権現堂堤の中央には、「順礼の碑」や「供養塔」が建っています。
享和2年(1802年)、長雨が続き堤が切れ、幾度修理しても大雨が降りだすと一夜のうちに切れてしまうというありさまでした。
ある時、堤奉行の指図で村人達は必死の改修工事をしていましたが、大被害と続く工事の疲れに、口をきく元気さえも失っていました。その時、夕霞のかかってきた堤の上に母娘の順礼が通りかかったのです。

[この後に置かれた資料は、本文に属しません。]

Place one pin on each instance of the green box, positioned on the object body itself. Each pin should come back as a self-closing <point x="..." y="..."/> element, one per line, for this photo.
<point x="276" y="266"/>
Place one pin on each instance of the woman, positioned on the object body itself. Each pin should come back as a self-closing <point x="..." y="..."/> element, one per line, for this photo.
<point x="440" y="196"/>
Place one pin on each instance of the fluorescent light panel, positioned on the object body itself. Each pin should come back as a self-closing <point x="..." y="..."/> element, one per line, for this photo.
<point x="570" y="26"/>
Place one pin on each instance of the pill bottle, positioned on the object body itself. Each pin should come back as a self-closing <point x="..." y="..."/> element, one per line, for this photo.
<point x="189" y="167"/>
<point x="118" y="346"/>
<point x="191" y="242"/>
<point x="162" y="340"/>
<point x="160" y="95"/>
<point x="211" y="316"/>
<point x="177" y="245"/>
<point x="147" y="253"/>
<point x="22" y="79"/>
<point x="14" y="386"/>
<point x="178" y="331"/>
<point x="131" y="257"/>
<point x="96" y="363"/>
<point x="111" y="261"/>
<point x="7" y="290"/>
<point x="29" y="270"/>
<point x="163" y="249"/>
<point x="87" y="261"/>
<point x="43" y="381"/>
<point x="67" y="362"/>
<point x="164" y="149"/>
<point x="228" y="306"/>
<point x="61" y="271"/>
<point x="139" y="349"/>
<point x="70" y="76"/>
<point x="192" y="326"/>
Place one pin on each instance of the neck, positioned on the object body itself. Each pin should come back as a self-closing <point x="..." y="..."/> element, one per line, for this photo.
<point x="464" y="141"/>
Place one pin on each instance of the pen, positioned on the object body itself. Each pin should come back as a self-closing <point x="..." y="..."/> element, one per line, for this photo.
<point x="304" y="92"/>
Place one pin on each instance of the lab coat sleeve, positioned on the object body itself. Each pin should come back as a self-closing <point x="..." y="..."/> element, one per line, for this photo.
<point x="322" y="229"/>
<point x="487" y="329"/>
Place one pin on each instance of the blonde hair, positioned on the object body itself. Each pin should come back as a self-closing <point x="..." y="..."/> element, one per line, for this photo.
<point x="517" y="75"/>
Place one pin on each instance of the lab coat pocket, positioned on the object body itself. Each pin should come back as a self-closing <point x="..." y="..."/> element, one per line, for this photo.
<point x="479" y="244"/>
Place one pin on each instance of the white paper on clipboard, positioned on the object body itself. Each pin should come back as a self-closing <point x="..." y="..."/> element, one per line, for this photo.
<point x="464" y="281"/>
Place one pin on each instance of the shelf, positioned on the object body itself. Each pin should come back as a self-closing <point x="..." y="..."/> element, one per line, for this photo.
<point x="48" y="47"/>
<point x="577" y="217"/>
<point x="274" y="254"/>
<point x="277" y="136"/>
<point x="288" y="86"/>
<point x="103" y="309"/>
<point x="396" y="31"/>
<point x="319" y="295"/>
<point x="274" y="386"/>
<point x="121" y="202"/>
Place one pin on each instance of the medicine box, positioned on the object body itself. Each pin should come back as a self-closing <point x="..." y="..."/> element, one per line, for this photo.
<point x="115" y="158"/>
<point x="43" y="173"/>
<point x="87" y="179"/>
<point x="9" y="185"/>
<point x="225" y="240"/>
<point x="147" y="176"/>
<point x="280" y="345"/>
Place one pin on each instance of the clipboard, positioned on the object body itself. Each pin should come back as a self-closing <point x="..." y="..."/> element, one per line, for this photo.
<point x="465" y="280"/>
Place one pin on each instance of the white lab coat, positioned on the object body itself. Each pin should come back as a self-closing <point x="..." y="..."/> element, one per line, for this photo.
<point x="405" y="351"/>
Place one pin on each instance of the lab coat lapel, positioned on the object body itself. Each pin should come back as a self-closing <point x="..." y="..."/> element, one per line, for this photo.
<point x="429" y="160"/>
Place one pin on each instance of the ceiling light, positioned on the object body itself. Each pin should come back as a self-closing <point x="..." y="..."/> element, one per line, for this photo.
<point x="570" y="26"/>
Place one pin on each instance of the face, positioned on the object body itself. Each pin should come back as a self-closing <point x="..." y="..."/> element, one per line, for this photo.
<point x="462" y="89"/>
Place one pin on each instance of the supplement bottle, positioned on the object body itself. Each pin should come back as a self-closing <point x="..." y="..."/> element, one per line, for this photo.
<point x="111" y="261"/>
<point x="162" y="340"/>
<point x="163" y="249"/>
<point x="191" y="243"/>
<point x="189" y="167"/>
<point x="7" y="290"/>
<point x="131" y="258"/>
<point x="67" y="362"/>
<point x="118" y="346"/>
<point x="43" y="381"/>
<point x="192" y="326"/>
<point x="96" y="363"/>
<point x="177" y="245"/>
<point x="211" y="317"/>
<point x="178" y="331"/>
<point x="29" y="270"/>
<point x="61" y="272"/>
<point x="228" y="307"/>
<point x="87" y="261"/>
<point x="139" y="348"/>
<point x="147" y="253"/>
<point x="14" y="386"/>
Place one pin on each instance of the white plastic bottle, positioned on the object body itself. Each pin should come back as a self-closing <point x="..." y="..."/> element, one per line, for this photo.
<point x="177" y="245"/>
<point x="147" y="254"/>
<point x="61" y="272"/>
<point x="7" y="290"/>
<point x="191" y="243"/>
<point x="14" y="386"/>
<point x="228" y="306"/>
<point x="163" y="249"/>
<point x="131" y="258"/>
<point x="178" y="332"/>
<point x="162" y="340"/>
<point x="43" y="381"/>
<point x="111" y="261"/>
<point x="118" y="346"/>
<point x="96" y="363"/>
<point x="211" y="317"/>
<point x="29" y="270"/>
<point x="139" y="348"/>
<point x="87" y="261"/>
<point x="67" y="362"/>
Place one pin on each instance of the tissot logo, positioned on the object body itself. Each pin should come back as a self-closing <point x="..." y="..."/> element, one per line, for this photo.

母順礼が堤の切れ口をのぞきこんで、「こうたびたび切れるのは、竜神のたたりかもしれない。人身御供(ひとみごくう)を立てなければなるまい。」と言いました。そこで、堤奉行は「誰が人身御供に立つものはいないか。」と人々を見渡しましたが、誰も顔を見合わせるだけで、進んで私がなるとういう者はありません。すると重苦しい空気を破り誰ともなく「教えたやつを立てろ。」という声があがりました。母順礼はこの声を聞くと、「私が人柱になろう。」と念仏を唱えて渦巻く泥水の中に身をおどらせたのです。これを見た娘順礼もあっというまにその後を追いました。
すると不思議にもそこから水がひいて、難工事もみごとに完成することが出来たといいます。
この順礼母娘を供養するため昭和11年に石碑が建てられ、この碑には明治時代の日本画家結城素明(ゆうきそめい)による母娘順礼像が刻まれています。
※昭和58年3月24日市指定史跡となっています。